When considering the skills and competencies required by a data protection officer (DPO) to successful fulfil their role, an important source of information is schemes and guidance issued by the supervisory authorities. To date there have been schemes issued by the Spanish and French supervisory authorities and a comparison of the two schemes can be found at the attachment.
While the schemes cover similar subject matter and both use ISO 17024:2012 (Conformity Assessments), the Spanish scheme requires the DPO to be able to apply and implement a number of the skills rather than just identify them, as required by the French scheme. There is also a significant difference in the experience required for entry to the Spanish scheme, which is 5 years’ experience (although this can be offset by undertaking recognised training) compared to 2 years’ for the French scheme.
Consequently, when further comparing the schemes to the qualification frameworks that are used by the qualifications’ regulators (including the European Qualification Framework), the Spanish scheme is likely to be at a higher level of competences on the frameworks than the French scheme. This will be one of the topics discussed further in a future blog.
Additionally, the Spanish scheme has a code of ethics with nothing similar in the French scheme.

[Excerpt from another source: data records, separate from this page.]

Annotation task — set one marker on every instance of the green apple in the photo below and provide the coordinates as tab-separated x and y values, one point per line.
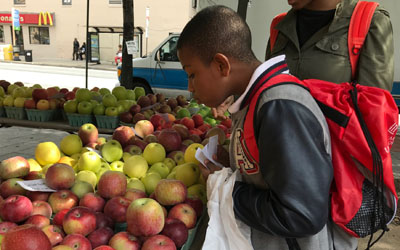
83	94
85	107
99	109
135	183
154	152
117	166
104	91
71	144
130	94
199	191
170	163
160	168
109	100
111	111
87	176
112	151
150	181
188	173
80	188
119	92
136	166
71	106
89	161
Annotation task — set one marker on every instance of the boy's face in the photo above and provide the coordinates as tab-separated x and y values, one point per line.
206	82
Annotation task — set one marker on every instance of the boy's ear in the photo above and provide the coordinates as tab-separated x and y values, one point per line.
223	64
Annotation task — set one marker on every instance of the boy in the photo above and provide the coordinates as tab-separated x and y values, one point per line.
284	197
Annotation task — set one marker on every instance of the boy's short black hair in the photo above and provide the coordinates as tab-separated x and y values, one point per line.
217	29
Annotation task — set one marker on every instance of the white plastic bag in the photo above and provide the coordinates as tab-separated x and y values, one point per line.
224	232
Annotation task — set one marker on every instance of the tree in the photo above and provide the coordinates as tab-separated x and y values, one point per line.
242	8
126	70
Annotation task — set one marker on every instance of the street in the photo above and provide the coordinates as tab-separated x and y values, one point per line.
63	77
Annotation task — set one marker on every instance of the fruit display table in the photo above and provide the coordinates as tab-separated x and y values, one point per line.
59	125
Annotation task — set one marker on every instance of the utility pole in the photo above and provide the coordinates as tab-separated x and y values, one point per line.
126	70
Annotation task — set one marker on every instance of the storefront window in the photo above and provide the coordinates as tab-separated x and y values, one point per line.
1	34
115	1
19	2
39	35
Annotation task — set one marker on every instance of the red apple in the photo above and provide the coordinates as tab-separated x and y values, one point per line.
60	176
59	217
14	167
124	240
15	208
176	230
140	212
77	242
116	208
170	192
185	213
88	133
54	233
39	94
92	201
134	194
42	207
123	134
38	220
112	184
100	236
159	242
27	237
170	139
79	220
62	199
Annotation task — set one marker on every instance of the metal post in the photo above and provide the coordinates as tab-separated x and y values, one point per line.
87	43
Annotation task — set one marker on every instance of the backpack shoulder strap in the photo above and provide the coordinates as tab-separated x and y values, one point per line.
358	29
273	31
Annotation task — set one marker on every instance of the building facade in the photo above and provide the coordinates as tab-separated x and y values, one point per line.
48	27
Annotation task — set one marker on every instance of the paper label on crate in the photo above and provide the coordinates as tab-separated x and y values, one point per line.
38	185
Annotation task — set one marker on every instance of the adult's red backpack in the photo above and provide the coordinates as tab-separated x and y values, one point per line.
363	122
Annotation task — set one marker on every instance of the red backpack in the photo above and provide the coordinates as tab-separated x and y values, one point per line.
363	122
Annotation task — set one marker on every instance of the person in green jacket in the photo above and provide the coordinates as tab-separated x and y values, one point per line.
313	36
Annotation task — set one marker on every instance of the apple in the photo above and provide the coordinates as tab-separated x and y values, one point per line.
123	134
27	237
176	230
100	236
170	139
124	241
116	208
60	176
88	133
136	166
134	194
92	201
77	242
79	220
38	220
16	208
42	208
11	187
112	184
13	167
62	199
138	215
54	233
89	161
112	151
154	152
185	213
159	242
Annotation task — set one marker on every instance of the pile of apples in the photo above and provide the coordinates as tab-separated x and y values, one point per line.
154	189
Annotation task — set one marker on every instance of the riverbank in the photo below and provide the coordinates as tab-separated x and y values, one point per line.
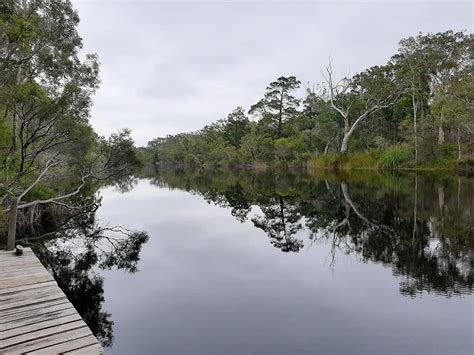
389	160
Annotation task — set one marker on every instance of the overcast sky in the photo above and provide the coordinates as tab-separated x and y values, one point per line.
170	67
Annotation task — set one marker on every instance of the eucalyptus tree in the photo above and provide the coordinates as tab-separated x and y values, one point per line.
445	56
356	99
45	96
236	127
278	103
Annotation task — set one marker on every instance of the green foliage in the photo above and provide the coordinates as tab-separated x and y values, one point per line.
394	157
413	112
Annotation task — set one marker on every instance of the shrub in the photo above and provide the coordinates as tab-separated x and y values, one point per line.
393	157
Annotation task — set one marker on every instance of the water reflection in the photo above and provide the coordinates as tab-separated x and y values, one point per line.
75	253
420	226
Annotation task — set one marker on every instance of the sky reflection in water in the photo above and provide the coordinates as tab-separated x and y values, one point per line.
209	284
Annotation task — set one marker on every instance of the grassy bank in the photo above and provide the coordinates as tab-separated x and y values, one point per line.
392	159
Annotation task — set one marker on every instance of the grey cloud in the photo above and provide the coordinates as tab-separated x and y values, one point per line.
170	67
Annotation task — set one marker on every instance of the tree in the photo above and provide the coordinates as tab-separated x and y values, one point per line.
358	98
236	127
278	105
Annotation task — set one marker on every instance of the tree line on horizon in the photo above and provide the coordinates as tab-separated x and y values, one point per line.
51	159
416	108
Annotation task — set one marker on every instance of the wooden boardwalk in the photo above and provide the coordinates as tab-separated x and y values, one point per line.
35	315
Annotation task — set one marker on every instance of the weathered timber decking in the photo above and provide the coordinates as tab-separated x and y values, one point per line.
35	315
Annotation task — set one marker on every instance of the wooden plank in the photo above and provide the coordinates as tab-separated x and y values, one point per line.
25	281
66	347
32	310
28	328
35	314
40	343
27	287
91	349
55	295
31	293
39	318
41	333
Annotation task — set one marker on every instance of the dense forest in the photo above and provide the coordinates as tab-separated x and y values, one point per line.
52	161
416	111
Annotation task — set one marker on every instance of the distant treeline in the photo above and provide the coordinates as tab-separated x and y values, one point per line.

This adds an interesting dimension to establishing the essential skills and competencies of a DPO as the personal attributes referred to (such as integrity, professionalism and impartiality) are going to be very difficult to assess for the purposes of establishing whether a person has a particular skillset, and also in terms of compliance.
Both schemes also recognise the need for continuous professional development, with both requiring renewal every 3 years.
Information about the two schemes are available from:
Spanish – https://www.aepd.es/reglamento/cumplimiento/common/scheme-aepd-dpd.pdf
Schemes will be added to the comparison as other supervisory authorities issue guidance as to the skills and competencies required by the DPO. The comparison will also be updated to include any rulings that specifically refer to the skills and competencies of the DPO.
Do you know if the ICO plans to produce a scheme, and if so, when we are likely to see it published?
Good question. The last time I was in contact with the ICO about the role of the DPO was in March 2019 and at that time they had no one working on the requirements for DPOs. I will update the blog if I get any update.